Un Sommeil de plomb

intentions de l’auteure 

Comment s’arrange-t-on avec sa conscience quand on vit dans une époque troublée ? Quels ressorts conscients ou non, nous poussent à nous taire, à nous compromettre, à accepter l’inacceptable, à nous engager dans le combat ou moins héroïquement à rester le plus digne possible ?

Ces questions sont celles qui nous viendront naturellement à l’esprit après la représentation d’Un sommeil de plomb. Plus précisément, parce que l’Histoire a la force de raconter toutes les nôtres et parce que le théâtre est un art vivant, nous pourrons nous demander : « Et moi, qu’aurais-je fait à sa place ? »

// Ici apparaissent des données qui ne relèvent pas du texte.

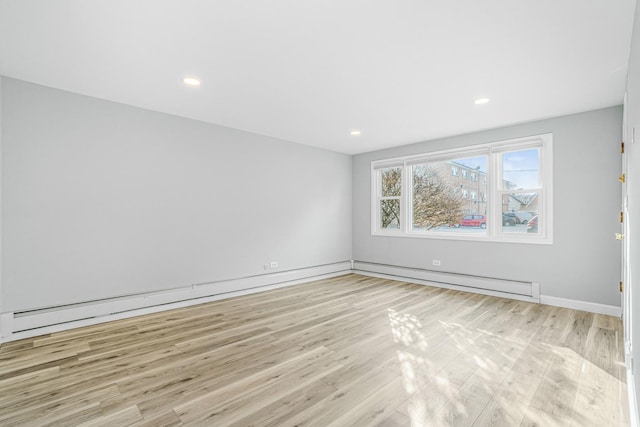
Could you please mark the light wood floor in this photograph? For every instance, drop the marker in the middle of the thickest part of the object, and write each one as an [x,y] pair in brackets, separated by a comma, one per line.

Helen Woodstein, la jeune journaliste de la pièce, incarne cette voix de la conscience : formée à ce journalisme d’investigation naissant dans les années 70, elle tente de mettre Wernher von Braun face à son passé et face à ses responsabilités. Elle ne comprend pas : ce héros planétaire, cet homme qui a œuvré au succès de la mission Apollo, qui a envoyé l’Homme sur la Lune, comment a-t-il pu vendre son âme au Lucifer des temps modernes, Hitler en personne ? Lui qui avait tout ! Lui ce brillant technicien, ce scientifique génial ! Pourquoi a-t-il adhéré au parti nazi ? Rien ne l’y obligeait : sa naissance, l’influence de sa famille, rien ne le prédisposait à sombrer dans la barbarie nazie ? Et pourtant…

Pourtant, c’est précisément sa passion – celle de l’aérospatiale qui l’a compromis. Sans doute s’est-il persuadé qu’en tant que scientifique, il n’avait aucune responsabilité morale.  Après tout, fabriquer des armes pour défendre son pays, c’est de bonne guerre, n’est-ce pas ? Cela suffit à prouver l’engagement patriotique ! Quoi de répréhensible ?

Certes, reconnaît notre jeune journaliste, mais la science ne peut échapper à la morale surtout quand se font jour les premiers témoignages accablants des victimes de cette « science » : Wernher von Braun a de fait participé à la mort de 20 000 travailleurs forcés du camp de Buchenwald, en approuvant la construction titanesque d’une usine souterraine de production des V-2 à Dora, en la visitant à plusieurs reprises et en y réglant son organisation. Wernher von Braun a pourtant échappé aux procès des criminels de guerre nazis. La science l’a sauvé aussi ! L’Amérique de l’époque a préféré fermer les yeux plutôt que de perdre « un cerveau ».

Aujourd’hui, en Allemagne, on juge Oskar Gröning, le « comptable » d’Auschwitz : pas de sang sur ces mains, non ! Mais une absence totale de morale qui s’est logée dans sa tête de jeune homme de vingt ans ! Un procès si symbolique dans ce présent que certains ne voudraient pas voir encombré de « toutes ces histoires vieilles de 70 ans ». Un procès qu’Helen croyait déclencher mais la lâcheté, la raison d’Etat ont eu raison d’elle !

Helen n’aura en effet pas eu raison de l’homme qui dormait d’un sommeil de plomb, de cet homme qui était au courant des wagons plombés. De cet homme qui a bénéficié de la chape de plomb, une chape de plomb soigneusement coulée par le pays qui incarnait à l’époque la Liberté.  A ce propos, comment un état de droit peut-il balayer l’éthique ? Jusqu’à quel point un état de droit peut-il dissimuler la vérité ? Au nom de quels principes ?

Les réponses à ces questions sont difficiles, mais celle de la responsabilité est aussi inhérente à tout travail artistique, surtout quand il veut donner vie à l’Histoire. Destin personnel et destin collectif sont indéfectiblement liés : si nous n’avons pas toutes les réponses, au moins est-ce un devoir de nous poser les bonnes questions.